Thank you to Dell for gifting me a copy of Getting His Game Back by Gia de Cadenet.

Khalil Sarda is working through a lot of stuff, seeing a therapist and trying to get back to feeling more like himself. But he’s been hiding his mental health struggles from his friends and family, thinking it makes him ‘weak’. He certainly hasn’t been interested in dating, or relationships…until Vanessa Noble, tech queen, walks into one of his barber shops.

It may not have been love at first sight, but there was certainly plenty of sizzling tension crackling between them.

There’s a problem though…after attempting to date white boys in the past, with scaring results, Vanessa has vowed not to go down that road again.

The two of them form a friendship as they start to work together on an app for the barber shops, and it doesn’t take too long before it turns into more. But will they both end up hurt?

This book is super emotional, there is talk of racism, suicide, depression, and other heavy topics—but it’s also incredibly sweet and tender.

I really loved Vanessa’s character so much, she was a badass. I did have problems with Khalid’s actions on a few occasions which were setting off some alarm bells for me.
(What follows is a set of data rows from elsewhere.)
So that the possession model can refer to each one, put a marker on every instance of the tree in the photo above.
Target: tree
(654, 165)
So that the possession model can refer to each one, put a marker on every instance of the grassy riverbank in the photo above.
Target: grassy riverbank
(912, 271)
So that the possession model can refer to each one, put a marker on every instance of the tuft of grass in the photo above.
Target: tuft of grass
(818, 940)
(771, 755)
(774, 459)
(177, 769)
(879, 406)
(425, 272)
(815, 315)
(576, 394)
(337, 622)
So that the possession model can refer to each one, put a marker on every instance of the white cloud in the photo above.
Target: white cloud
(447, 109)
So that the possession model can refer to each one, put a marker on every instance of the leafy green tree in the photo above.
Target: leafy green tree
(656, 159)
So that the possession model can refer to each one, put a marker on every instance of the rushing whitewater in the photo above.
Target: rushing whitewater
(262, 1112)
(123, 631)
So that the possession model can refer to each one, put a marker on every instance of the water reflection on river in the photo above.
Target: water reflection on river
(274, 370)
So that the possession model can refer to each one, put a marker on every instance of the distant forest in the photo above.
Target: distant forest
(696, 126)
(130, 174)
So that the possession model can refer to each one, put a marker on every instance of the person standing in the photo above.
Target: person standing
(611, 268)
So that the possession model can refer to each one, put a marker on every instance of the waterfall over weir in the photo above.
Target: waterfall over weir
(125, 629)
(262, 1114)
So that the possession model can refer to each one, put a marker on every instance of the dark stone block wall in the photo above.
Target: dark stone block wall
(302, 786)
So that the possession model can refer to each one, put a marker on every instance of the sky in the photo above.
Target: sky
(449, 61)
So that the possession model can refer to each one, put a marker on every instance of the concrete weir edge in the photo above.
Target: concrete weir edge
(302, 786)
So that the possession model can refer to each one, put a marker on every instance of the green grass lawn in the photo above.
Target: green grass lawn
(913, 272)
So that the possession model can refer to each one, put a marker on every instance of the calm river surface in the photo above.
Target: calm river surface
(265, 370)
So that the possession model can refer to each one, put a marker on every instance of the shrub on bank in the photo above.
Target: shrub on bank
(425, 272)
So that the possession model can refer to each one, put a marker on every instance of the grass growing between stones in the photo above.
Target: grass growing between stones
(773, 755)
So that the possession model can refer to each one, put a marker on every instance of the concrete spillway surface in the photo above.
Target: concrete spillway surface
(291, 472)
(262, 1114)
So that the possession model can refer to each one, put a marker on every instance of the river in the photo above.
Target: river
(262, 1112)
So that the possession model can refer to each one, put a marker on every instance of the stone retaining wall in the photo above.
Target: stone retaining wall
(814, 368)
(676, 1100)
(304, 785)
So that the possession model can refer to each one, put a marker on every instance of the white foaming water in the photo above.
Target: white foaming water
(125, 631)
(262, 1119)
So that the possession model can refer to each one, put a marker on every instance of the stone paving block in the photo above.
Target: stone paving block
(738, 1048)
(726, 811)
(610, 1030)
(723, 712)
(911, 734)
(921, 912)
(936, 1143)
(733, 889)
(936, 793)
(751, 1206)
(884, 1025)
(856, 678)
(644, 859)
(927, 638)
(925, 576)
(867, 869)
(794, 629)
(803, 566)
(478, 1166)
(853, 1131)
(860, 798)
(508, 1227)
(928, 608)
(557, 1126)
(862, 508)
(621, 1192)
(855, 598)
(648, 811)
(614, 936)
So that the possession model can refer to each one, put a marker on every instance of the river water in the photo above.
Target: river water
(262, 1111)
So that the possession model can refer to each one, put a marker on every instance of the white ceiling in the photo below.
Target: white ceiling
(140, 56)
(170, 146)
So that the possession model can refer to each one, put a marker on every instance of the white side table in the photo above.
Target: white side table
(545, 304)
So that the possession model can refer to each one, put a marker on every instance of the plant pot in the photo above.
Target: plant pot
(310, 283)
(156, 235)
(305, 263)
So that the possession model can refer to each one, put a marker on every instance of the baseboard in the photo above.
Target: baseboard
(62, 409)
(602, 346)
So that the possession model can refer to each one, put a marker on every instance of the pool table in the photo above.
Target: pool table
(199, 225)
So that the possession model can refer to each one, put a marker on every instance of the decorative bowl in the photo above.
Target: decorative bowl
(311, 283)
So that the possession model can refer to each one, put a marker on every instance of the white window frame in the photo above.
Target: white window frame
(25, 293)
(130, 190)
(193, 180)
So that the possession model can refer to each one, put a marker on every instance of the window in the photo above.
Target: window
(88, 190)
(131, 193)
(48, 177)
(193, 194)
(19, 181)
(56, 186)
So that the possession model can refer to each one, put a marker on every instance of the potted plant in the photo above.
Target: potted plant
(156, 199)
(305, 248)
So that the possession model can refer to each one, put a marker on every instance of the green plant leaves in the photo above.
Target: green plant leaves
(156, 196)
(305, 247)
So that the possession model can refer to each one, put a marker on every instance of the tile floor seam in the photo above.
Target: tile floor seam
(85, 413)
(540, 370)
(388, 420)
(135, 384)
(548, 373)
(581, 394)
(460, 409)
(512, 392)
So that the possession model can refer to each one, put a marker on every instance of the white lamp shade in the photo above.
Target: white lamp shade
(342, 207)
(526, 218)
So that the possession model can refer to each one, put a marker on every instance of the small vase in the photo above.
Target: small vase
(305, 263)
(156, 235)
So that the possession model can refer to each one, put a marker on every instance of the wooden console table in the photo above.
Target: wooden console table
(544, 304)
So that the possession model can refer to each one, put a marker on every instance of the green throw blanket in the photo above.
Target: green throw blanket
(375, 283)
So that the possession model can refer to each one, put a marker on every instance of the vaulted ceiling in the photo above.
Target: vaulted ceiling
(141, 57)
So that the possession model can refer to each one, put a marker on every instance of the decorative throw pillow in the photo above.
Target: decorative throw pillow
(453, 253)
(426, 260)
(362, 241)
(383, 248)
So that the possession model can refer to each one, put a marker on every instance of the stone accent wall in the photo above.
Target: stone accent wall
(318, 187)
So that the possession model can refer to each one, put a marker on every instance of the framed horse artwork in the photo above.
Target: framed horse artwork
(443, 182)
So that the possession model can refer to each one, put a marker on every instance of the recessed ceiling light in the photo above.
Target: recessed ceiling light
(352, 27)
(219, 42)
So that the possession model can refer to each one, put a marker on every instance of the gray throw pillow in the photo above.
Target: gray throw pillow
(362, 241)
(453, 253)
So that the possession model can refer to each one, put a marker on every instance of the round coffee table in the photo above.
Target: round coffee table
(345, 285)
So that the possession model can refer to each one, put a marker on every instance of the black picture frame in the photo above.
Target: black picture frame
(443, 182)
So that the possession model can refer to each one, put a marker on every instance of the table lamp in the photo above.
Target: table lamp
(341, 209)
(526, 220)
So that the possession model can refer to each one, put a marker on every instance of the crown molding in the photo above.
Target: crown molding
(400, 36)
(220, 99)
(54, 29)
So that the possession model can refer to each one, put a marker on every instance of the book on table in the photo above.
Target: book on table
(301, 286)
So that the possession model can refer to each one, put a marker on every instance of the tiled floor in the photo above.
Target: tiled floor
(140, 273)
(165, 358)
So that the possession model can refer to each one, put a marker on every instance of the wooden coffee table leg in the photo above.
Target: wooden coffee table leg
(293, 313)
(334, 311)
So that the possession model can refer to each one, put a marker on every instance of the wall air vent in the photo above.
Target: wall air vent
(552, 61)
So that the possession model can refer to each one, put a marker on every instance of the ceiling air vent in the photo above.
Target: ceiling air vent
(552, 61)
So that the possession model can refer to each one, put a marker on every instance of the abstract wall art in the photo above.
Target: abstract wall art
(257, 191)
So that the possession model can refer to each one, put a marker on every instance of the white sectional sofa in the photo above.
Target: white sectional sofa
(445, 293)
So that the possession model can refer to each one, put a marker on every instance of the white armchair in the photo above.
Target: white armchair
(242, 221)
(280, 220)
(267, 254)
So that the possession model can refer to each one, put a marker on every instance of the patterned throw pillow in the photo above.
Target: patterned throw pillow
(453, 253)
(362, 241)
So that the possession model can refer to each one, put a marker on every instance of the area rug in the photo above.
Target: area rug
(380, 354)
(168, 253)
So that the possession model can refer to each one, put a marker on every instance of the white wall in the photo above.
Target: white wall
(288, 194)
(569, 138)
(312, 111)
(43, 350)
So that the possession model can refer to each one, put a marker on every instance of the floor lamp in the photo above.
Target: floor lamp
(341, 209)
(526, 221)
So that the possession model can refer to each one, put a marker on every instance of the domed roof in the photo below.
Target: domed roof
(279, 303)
This one is also open door, and steamy. So a perfect read for #FlirtyFebruary 😉 I’d give it a steam level of: 🍆🍆🍆/5

Synopsis:

Khalil Sarda went through a rough patch last year, but now he's nearly back to his old self. All he has to do is keep his "stuff" in the past. Real men don't have depression and go to therapy--or, at least they don't admit it. He's ready to focus on his growing chain of barbershops, take care of his beloved Detroit community, and get back to being the ladies' man his family and friends tease him for being. It'll be easy . . . until Vanessa throws him completely off his game.

Vanessa Noble is too busy building a multimillion-dollar tech career as a Black woman before age thirty to be distracted by a relationship. Not to mention, she's been burned before, still dealing with the lingering hurt of a past breakup. Besides, as her friends often remind her, she'll never find a man who checks all the boxes on her famous List. Yet when she desperately needs a shape-up and happens upon one of Khalil's barbershops, the Fade, he makes her reconsider everything. Khalil is charming, intelligent, sexy, and definitely seems like he'd treat a woman right . . . but he's not Black.

Vanessa may be willing to take a chance on Khalil, but a part of him is frustratingly closed off, just out of her reach. Will old patterns emerge to keep them apart? Or have they both finally found a connection worth throwing away the playbook for?